Okay, enough babbling. I was not surprised to find Moral Disorder an enjoyable read. I am a big Atwood fan. The Handmaid's Tale is one of my all-time favorite books, a book that I push on students every spring. Moral Disorder is a book of connected stories that tell the story of a couple's relationship. It begins with old age, goes back to the woman's childhood through adulthood and their relationship then ends with old age and childhood. All of these stories have Atwood's very enjoyable and intelligent biting satire.
Ultimately, this book of short stories is about how our lives are stories and, sadly, all stories and lives end. This passage is at the end of one of the later stories in the book: "But what else could I do with all that? thinks Nell, wending her way back to her own house. All that anxiety and anger, those dubious good intentions, those tangled lives, that blood. I can tell about it or I can bury it. In the end, we'll all become stories. Or else we'll become entities. Maybe it's the same." In the final stories of the book, Atwood shows vividly the effects of aging on our life stories. The main male character in the book's stories has had a stroke and his daughter, the narrator of his final story, tries to read him a story, but for him, "Stories are no good, not even short ones, because by the time you get to the second page he's forgotten the beginning. Where are we without our plots?" Such a simple question, but if you equate plots with life, that simple question becomes extremely poignant. I think Atwood has explored a relatively new theme--loss of identity through aging--or maybe it's just one that I noticed more because of my father's recent passing and his condition for the last few years of his life. The last story in the book is so sad. A mother, bedridden, deaf in one hear, is in the final pages of her life story and all that remains of her younger self is some remnants of stories that she told her daughter. Her story is ending as the book is ending.

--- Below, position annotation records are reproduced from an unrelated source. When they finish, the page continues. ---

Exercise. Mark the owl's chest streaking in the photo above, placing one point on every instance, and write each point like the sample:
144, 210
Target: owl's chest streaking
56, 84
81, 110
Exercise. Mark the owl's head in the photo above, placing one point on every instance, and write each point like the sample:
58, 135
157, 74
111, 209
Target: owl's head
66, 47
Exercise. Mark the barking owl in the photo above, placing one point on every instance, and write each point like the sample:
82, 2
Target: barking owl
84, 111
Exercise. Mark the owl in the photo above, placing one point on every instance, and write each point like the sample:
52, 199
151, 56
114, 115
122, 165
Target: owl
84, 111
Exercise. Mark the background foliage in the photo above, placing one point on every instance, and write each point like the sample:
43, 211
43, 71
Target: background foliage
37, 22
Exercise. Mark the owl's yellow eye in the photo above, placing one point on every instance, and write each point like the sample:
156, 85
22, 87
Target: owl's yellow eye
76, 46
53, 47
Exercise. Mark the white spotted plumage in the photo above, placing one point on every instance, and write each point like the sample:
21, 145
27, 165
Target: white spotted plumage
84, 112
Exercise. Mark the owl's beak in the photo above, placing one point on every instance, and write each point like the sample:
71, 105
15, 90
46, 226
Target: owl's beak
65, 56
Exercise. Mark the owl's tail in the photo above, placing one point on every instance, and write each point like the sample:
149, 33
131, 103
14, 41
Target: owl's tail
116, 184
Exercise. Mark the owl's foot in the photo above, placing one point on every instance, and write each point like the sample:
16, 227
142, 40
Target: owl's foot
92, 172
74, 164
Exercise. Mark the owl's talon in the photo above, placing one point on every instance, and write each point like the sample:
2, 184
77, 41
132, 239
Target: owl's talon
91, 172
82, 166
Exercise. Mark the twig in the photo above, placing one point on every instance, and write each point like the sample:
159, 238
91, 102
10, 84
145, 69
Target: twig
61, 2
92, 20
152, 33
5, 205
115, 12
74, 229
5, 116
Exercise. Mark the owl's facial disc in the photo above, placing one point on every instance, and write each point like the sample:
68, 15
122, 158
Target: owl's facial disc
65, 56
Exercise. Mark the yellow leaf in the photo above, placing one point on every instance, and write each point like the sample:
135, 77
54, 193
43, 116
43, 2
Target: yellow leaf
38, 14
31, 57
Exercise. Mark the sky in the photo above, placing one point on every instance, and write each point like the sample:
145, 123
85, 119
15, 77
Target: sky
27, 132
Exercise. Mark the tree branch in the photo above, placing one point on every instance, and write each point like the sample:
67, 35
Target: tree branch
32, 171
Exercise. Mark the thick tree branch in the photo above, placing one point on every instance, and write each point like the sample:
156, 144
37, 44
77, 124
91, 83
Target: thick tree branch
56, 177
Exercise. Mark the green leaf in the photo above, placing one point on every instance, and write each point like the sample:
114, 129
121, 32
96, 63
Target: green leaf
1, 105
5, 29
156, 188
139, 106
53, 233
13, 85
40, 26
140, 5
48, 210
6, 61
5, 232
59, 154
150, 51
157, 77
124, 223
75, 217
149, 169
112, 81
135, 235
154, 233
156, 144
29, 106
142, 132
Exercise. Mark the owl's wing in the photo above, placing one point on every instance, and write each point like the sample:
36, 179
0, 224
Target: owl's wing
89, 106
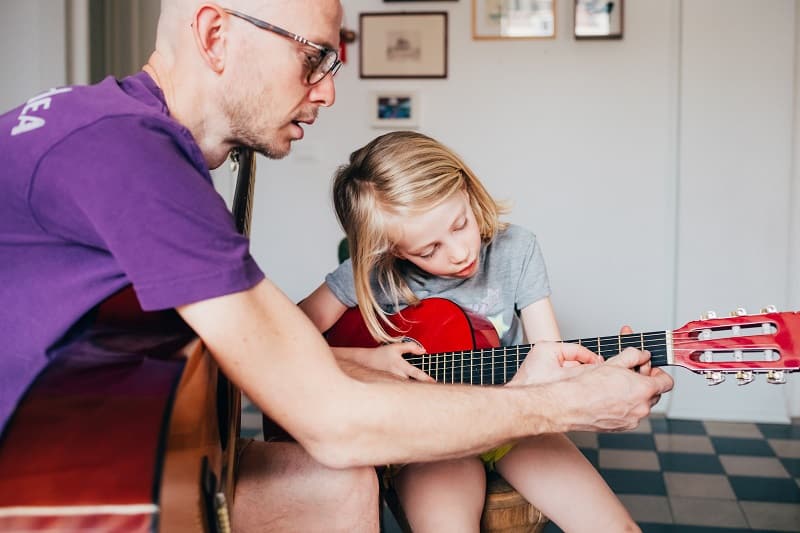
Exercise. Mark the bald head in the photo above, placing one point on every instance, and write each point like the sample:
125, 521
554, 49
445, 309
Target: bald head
233, 82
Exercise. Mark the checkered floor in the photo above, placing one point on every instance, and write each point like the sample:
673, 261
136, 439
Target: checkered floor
689, 476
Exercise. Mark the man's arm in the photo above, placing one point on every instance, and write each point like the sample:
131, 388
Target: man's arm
266, 345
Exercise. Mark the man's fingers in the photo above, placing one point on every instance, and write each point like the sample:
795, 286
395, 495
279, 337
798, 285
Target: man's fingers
663, 380
630, 357
575, 352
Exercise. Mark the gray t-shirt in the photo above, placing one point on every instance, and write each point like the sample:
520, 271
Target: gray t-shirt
512, 276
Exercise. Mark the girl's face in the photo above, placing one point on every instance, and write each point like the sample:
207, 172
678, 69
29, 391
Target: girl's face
445, 241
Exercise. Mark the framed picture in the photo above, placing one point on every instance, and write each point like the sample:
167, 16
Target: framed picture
399, 109
597, 19
403, 45
513, 19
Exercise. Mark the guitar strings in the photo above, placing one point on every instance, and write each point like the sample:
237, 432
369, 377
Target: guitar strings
612, 344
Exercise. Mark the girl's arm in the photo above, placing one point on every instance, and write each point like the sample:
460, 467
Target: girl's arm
539, 322
323, 307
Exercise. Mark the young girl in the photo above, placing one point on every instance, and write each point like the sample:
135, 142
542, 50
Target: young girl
419, 224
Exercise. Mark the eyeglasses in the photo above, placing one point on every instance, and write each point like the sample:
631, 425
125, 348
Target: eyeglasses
327, 62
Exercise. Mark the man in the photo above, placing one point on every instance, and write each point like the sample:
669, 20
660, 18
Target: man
108, 186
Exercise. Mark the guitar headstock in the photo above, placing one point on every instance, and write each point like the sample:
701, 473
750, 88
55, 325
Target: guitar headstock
741, 344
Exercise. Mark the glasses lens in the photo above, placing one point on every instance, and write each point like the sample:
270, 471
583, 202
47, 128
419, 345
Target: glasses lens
329, 62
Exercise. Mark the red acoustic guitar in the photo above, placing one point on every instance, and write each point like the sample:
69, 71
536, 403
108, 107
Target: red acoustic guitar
464, 347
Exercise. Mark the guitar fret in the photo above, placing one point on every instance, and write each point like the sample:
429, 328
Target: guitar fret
492, 352
505, 370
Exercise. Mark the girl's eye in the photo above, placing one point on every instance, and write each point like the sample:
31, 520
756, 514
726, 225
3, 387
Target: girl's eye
429, 254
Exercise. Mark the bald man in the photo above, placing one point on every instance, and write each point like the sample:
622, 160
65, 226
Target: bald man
108, 186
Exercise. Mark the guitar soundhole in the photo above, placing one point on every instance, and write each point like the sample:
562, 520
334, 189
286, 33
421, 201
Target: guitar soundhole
208, 490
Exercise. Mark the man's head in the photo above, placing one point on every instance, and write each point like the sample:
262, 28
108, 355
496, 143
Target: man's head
237, 78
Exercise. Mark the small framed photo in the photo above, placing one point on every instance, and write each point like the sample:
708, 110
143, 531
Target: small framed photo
403, 45
596, 19
513, 19
399, 109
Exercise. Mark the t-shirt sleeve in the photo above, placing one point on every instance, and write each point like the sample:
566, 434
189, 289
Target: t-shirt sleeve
340, 282
533, 281
139, 198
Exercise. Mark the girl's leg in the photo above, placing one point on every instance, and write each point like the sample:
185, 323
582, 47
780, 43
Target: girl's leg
551, 473
443, 496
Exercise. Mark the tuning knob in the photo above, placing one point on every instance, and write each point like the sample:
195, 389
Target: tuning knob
776, 377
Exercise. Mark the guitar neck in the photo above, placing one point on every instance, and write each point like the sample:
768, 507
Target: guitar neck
496, 366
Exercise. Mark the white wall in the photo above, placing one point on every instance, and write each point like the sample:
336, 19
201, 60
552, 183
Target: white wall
735, 181
656, 170
31, 61
660, 172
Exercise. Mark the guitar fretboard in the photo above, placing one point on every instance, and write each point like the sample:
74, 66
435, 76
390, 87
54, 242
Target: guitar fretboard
496, 366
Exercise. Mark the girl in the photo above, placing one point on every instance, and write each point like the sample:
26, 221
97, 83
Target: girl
420, 224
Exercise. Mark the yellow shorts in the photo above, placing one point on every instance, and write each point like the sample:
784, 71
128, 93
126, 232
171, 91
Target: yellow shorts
489, 459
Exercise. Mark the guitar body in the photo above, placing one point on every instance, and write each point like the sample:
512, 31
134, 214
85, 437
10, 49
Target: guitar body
463, 347
119, 433
132, 428
439, 325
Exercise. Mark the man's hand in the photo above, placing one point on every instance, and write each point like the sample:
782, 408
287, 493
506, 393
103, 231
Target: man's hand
553, 361
389, 358
609, 397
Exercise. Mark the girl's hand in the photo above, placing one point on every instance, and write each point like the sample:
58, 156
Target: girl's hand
389, 358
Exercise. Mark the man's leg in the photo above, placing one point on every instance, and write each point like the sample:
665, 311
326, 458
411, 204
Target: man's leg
281, 488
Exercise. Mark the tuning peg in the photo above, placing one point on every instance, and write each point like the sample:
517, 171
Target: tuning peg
743, 377
776, 377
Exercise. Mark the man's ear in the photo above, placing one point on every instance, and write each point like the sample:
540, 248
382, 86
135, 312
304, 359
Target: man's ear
210, 27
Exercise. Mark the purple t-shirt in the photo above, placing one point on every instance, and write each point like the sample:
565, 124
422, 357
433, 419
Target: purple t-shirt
100, 189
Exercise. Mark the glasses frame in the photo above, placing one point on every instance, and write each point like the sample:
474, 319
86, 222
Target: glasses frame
323, 50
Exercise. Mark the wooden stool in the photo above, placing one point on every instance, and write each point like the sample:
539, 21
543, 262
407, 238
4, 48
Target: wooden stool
504, 511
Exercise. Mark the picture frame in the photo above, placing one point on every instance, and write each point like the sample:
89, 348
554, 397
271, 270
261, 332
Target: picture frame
394, 109
599, 19
403, 45
513, 19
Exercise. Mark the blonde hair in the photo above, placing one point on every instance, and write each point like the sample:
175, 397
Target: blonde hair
394, 176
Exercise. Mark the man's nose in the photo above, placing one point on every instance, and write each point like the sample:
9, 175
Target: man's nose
324, 92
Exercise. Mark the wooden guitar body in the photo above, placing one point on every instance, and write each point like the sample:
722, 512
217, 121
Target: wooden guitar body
113, 435
129, 429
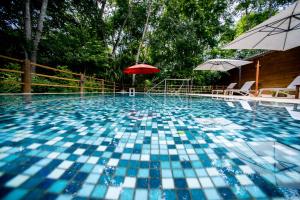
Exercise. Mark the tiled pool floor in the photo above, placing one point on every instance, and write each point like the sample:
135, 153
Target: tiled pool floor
116, 147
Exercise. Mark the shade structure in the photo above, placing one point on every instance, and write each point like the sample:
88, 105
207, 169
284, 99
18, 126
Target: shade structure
221, 64
280, 32
141, 69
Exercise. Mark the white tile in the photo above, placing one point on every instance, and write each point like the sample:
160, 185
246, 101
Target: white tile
65, 164
55, 174
129, 182
82, 159
68, 144
190, 151
193, 183
93, 178
98, 169
51, 142
206, 182
113, 162
244, 179
246, 169
173, 152
113, 193
168, 183
92, 160
32, 170
212, 171
53, 155
86, 190
79, 151
145, 157
34, 146
17, 181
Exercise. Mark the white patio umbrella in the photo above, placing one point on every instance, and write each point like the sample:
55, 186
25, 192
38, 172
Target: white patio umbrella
223, 65
280, 32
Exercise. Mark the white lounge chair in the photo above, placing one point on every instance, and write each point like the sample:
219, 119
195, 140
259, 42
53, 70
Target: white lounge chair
245, 89
230, 86
290, 88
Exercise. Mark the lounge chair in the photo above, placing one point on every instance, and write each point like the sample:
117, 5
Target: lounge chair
245, 89
290, 88
230, 86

Some miscellaneous passages that I liked:
- In one of the early stories, the main character, a young girl, said, "We read detective stories and bought women's magazines, which we leafed through in order to rearrange ourselves, though only in theory." In this sentence, Atwood has definitely captured the appeal of women's magazines.
- "She'd been in love, a state of being she thought of as wiping the mind clean of any of the soothsaying abilities or even ordinary common sense it might otherwise have had." I just love Atwood's humor, especially when it bites perfectly.
- In one of the later stories, Atwood introduces Lillie, a real estate agent who seems to become a mother figure to her customers. The narrator of one story shares this about the way Lillie thinks: "Dead was not an absolute concept to her. Some people were more dead than others, and finally it was a matter of opinion who was dead and who was alive, so it was best not to discuss such a thing." Lillie is very much alive in this page. She is a great character!
Hopefully, I will be able to finish at least two other books on my Winter Stacks Challenge list. My grad school courses started this week, so I probably have no chance of getting all five done, but I will try.